Michel Lussault : Ces programmes s’imposeront dans la durée
Après des semaines de campagnes violentes contre le travail du CSP, après les demandes de députés et de sénateurs de supprimer cette nouvelle institution, après les accusations de dépendance envers l’administration, la présentation des programmes devant le CSP marque la fin de plusieurs mois épuisants. Michel Lussault revient sur les nombreuses critiques portées sur ces textes et sur les attaques tous azimuths. « On n’a cédé à rien », dit-il. Pour lui, les programmes ont leur cohérence. Mieux ils ont un avenir. « Ces programmes s’imposeront dans la durée parce qu’ils permettent aux enseignants de faire acte de création didactique et de réaliser véritablement leur expertise »
Le programme qui semble-t-il a été le plus critiqué c’est celui d’histoire-géographie. Avez-vous trop cédé aux conclusions du forum organisé en Sorbonne ?
On n’a cédé à rien. On a analysé les retours venus de la consultation, des inspections, des débats, y compris les débats médiatiques. Et on a essayé de répondre aux interrogations en particulier sur la faisabilité du programme d’histoire où il y avait des choix proposés aux enseignants. Si on a finalement renoncé au choix, et je l’avais dit le jour même du colloque en Sorbonne, c’est que l’on n’a pas trouvé de solution non ambigüe pour maintenir les choix. On est toujours retombé sur l »écueil de pouvoir donner à penser qu’on abandonnait tel point important. La seule solution que l’on a trouvé c’est une liste d ethèmes classiques et imposés.
Mais on laissé un descripteur neutre de ce qu’on peut entendre par ce thème. La question du choix est transférée de ce coté là. Ces programmes sont en réalité très peu prescriptifs par rapport à ceux de 2008. Ceux-ci étaient très détaillés dans leur mise en oeuvre. On a fait le choix inverse : des thèmes classiques , très neutres et une ouverture dans le domaine didactique. Souvent même, par exemple en géographie, on indique « le professeur devra choisir les cas ». C’est une vraie liberté de choix.
On a finalement fait un programme qui restaure la liberté pédagogique des enseignnats et se fonde sur le fait que les vrais choix sont moins dans le thème que son traitement. On peut très bien traiter l’histoire dans une pesrpective mondiale même à partir de l’histoire de France.

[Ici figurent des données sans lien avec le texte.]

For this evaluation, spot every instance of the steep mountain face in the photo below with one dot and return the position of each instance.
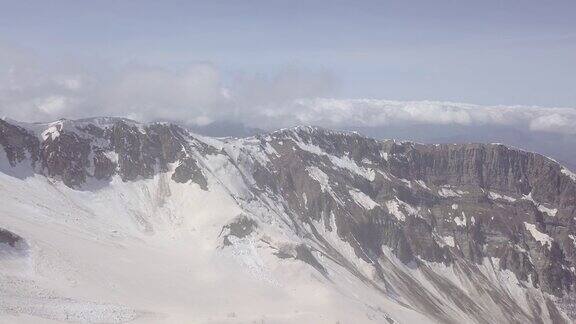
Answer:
(401, 231)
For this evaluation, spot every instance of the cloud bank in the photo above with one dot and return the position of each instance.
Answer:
(201, 93)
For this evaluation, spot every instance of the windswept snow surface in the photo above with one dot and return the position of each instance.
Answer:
(151, 251)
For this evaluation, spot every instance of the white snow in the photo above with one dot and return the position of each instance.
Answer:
(422, 184)
(449, 240)
(343, 162)
(543, 238)
(543, 209)
(569, 173)
(399, 208)
(53, 131)
(448, 192)
(495, 196)
(394, 209)
(363, 199)
(321, 177)
(460, 221)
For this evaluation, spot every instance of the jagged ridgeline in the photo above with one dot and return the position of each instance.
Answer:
(455, 233)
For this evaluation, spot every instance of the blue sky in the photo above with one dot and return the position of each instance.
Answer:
(484, 52)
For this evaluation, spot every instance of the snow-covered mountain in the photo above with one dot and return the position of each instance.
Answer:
(110, 220)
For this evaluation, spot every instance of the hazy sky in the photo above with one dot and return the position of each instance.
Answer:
(483, 52)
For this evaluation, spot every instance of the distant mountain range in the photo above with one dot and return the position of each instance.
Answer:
(112, 220)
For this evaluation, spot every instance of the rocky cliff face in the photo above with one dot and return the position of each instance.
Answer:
(403, 208)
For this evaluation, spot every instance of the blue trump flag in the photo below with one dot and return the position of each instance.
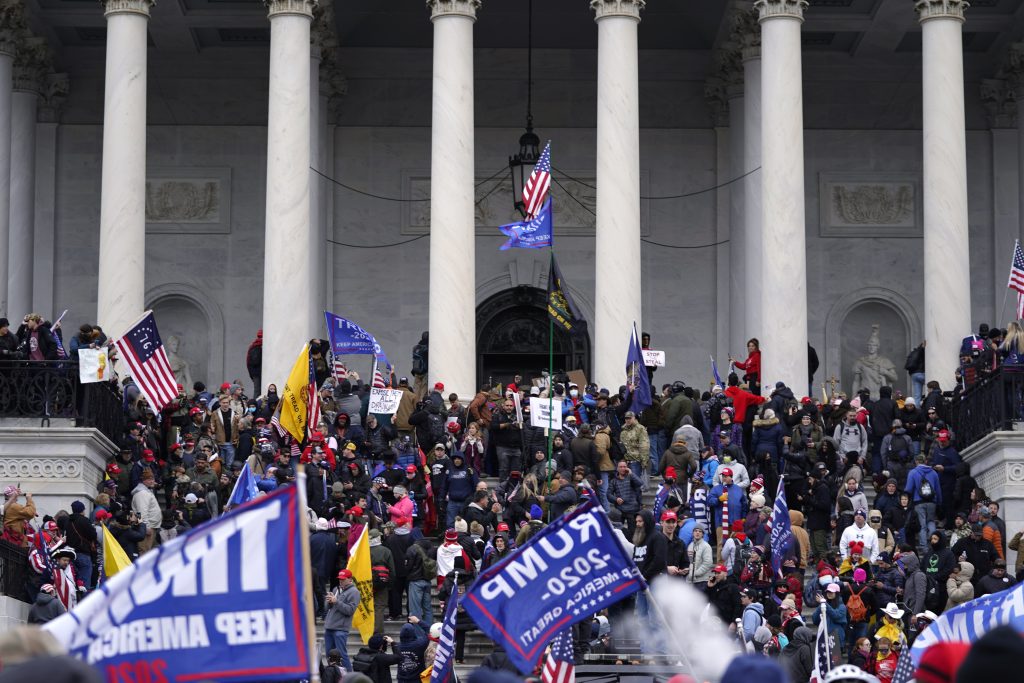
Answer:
(534, 233)
(347, 337)
(568, 570)
(636, 375)
(224, 601)
(443, 670)
(781, 531)
(245, 487)
(971, 621)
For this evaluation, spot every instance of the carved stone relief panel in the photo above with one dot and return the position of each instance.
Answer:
(866, 204)
(188, 200)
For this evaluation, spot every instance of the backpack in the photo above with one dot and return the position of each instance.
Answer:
(855, 605)
(364, 662)
(436, 425)
(925, 489)
(382, 575)
(429, 563)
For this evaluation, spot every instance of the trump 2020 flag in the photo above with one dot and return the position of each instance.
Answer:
(969, 622)
(443, 670)
(245, 487)
(636, 376)
(235, 585)
(570, 569)
(532, 233)
(781, 531)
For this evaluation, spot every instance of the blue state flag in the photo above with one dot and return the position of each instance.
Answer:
(443, 670)
(781, 531)
(971, 621)
(245, 487)
(567, 571)
(636, 375)
(534, 233)
(347, 337)
(223, 602)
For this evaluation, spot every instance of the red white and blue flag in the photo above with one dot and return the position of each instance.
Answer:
(536, 189)
(142, 350)
(560, 666)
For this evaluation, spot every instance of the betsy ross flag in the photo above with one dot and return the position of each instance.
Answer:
(560, 667)
(142, 351)
(536, 189)
(1017, 278)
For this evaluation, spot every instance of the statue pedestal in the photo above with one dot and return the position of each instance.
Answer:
(56, 465)
(997, 465)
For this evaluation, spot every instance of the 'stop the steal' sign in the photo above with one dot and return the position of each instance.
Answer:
(231, 586)
(568, 570)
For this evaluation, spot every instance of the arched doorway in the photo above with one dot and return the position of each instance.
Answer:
(512, 332)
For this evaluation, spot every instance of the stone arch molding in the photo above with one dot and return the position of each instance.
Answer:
(210, 309)
(834, 323)
(536, 275)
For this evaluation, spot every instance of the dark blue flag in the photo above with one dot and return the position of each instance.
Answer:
(569, 569)
(534, 233)
(636, 375)
(781, 531)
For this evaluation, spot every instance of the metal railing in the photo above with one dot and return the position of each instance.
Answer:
(50, 389)
(992, 403)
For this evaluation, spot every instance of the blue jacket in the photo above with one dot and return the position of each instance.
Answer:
(914, 478)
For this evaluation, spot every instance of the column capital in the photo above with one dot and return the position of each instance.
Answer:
(453, 8)
(127, 7)
(630, 8)
(934, 9)
(768, 9)
(279, 7)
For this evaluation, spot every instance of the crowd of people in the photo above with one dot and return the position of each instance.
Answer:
(890, 528)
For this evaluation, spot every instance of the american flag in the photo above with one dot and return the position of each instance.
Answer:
(537, 187)
(312, 400)
(904, 667)
(143, 352)
(560, 667)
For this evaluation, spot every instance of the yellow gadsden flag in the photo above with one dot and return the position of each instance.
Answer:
(115, 557)
(358, 564)
(293, 398)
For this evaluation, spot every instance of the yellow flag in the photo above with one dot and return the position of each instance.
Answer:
(358, 564)
(293, 398)
(115, 557)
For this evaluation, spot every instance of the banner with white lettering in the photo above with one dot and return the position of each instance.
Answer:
(222, 602)
(540, 415)
(384, 401)
(571, 568)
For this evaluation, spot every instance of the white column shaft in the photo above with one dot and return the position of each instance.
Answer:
(947, 262)
(783, 258)
(754, 251)
(6, 76)
(287, 291)
(121, 295)
(23, 203)
(453, 239)
(619, 264)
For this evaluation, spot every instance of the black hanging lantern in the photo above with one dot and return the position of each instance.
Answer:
(521, 165)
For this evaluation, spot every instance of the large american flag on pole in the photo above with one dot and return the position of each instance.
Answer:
(141, 349)
(560, 667)
(536, 189)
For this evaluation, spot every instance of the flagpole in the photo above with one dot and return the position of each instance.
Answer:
(306, 571)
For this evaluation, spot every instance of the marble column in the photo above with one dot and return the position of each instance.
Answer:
(947, 251)
(783, 257)
(287, 282)
(619, 264)
(121, 295)
(453, 256)
(754, 251)
(23, 196)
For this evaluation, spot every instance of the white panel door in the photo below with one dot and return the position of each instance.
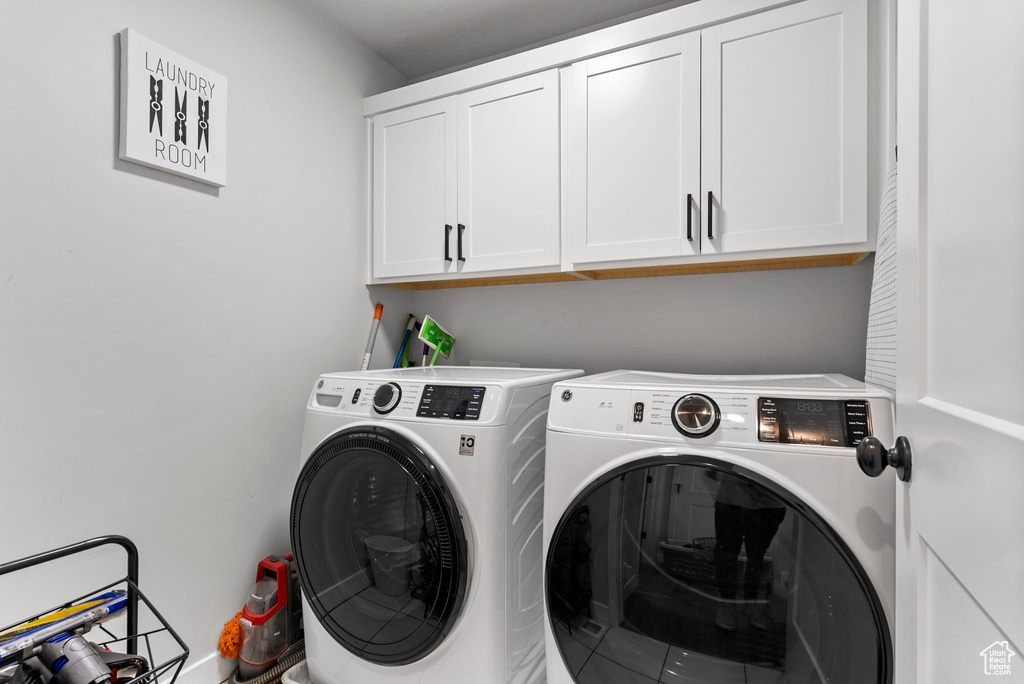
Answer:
(415, 188)
(635, 153)
(784, 128)
(961, 342)
(509, 214)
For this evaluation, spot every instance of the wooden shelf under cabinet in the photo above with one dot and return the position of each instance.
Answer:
(643, 271)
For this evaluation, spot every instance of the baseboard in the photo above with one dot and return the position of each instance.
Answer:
(210, 670)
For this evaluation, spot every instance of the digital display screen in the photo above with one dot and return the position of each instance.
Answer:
(451, 401)
(823, 422)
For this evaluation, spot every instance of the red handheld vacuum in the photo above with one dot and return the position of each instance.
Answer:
(271, 620)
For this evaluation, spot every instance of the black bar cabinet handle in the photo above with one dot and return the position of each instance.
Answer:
(689, 216)
(711, 206)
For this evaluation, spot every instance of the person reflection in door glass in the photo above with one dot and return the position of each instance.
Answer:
(745, 515)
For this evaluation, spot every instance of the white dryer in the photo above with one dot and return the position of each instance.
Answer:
(417, 525)
(708, 528)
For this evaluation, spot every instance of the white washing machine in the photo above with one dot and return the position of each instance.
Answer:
(704, 528)
(417, 525)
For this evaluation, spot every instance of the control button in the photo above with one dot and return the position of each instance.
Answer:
(386, 397)
(695, 416)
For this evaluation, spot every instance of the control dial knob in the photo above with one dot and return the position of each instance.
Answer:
(695, 416)
(386, 397)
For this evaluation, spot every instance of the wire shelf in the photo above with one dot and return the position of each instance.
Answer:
(159, 639)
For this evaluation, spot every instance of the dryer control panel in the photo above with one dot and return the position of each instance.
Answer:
(832, 420)
(813, 421)
(452, 401)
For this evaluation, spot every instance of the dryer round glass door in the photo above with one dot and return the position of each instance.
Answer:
(681, 569)
(380, 547)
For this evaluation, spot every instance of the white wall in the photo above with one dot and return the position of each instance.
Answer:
(804, 321)
(158, 337)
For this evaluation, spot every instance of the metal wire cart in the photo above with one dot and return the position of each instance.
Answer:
(56, 638)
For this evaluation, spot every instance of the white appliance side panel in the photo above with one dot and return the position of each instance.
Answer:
(523, 478)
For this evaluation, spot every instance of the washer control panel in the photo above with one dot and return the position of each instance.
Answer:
(813, 421)
(451, 401)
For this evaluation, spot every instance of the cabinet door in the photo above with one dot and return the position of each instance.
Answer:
(414, 188)
(784, 128)
(635, 153)
(509, 174)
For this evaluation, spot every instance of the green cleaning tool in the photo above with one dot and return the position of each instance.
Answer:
(435, 337)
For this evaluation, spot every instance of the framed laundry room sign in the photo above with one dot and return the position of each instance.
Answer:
(173, 112)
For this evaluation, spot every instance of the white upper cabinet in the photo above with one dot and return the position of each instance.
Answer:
(509, 213)
(469, 183)
(705, 136)
(784, 128)
(635, 153)
(415, 189)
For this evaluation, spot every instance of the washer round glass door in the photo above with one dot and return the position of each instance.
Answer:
(683, 569)
(379, 544)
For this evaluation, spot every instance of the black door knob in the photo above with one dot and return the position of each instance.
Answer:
(872, 457)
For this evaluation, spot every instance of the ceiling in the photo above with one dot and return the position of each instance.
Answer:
(423, 37)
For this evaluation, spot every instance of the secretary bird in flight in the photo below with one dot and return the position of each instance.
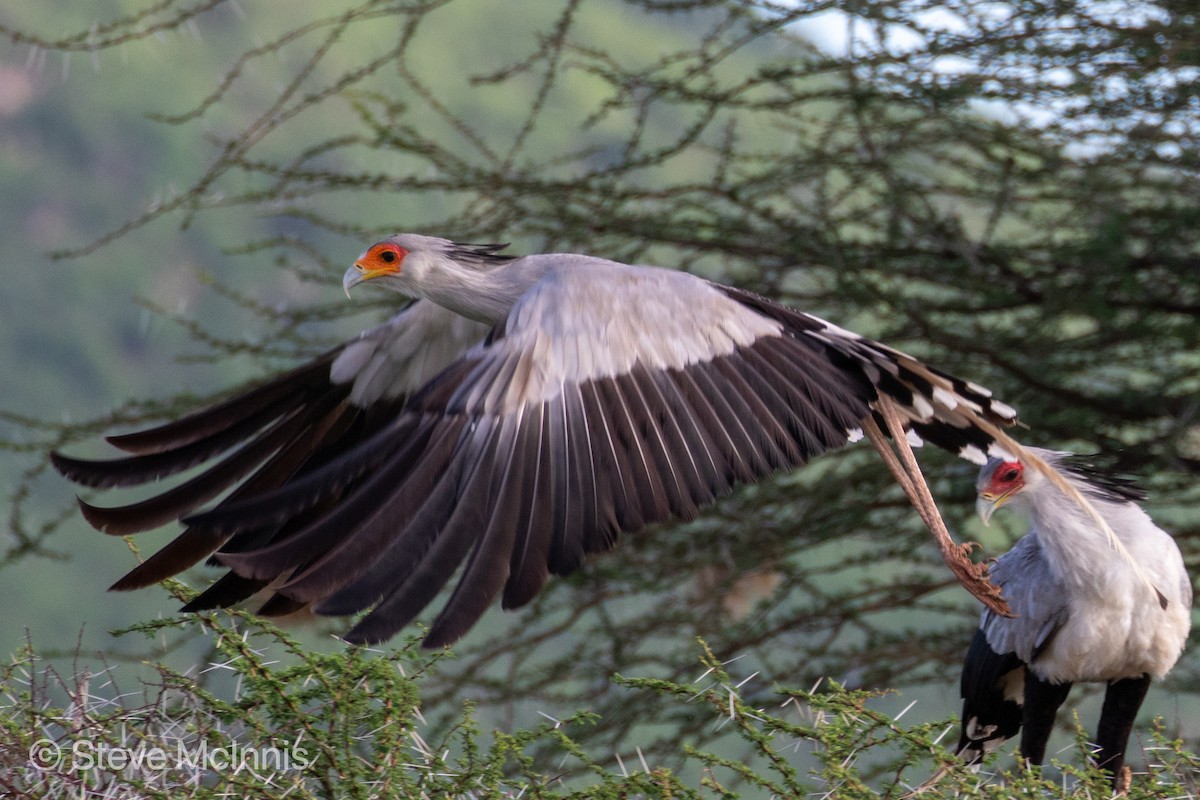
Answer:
(515, 417)
(1083, 613)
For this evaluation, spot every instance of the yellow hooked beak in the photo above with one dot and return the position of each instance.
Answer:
(360, 272)
(987, 504)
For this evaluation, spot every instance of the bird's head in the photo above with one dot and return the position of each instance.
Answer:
(382, 262)
(1000, 481)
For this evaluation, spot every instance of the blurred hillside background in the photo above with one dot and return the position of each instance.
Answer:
(1008, 192)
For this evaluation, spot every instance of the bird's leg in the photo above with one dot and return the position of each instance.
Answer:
(907, 473)
(1038, 711)
(1121, 704)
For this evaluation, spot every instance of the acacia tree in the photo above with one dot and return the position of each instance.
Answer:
(1008, 192)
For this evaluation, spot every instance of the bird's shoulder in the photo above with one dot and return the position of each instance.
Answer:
(401, 355)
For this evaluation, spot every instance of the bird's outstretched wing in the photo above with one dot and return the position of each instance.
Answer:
(586, 413)
(265, 437)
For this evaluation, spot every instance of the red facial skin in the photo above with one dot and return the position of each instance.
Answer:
(1007, 479)
(382, 258)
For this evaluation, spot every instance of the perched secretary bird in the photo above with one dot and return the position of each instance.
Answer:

On a fait un second choix : traiter les 3 cycles comme un bloc. Dans le cycle 2 on place des repères, dans le 3 on privilégie le proche en histoire comme en géo, dans le 4 on ouvre des perspectives. Au cycle 4 seulement un tiers des thèmes renvoient à l’histoire de FRance et la géographie est totalement consacrée à la mondialisation contemporaine. Donc au bout du compte, on a essayé de faire une progression cohérente en restaurant la capacité d’invention des professeurs.
Mais avec autant de thèmes classiques vous ne craignez pas le retour à l’encyclopédisme ?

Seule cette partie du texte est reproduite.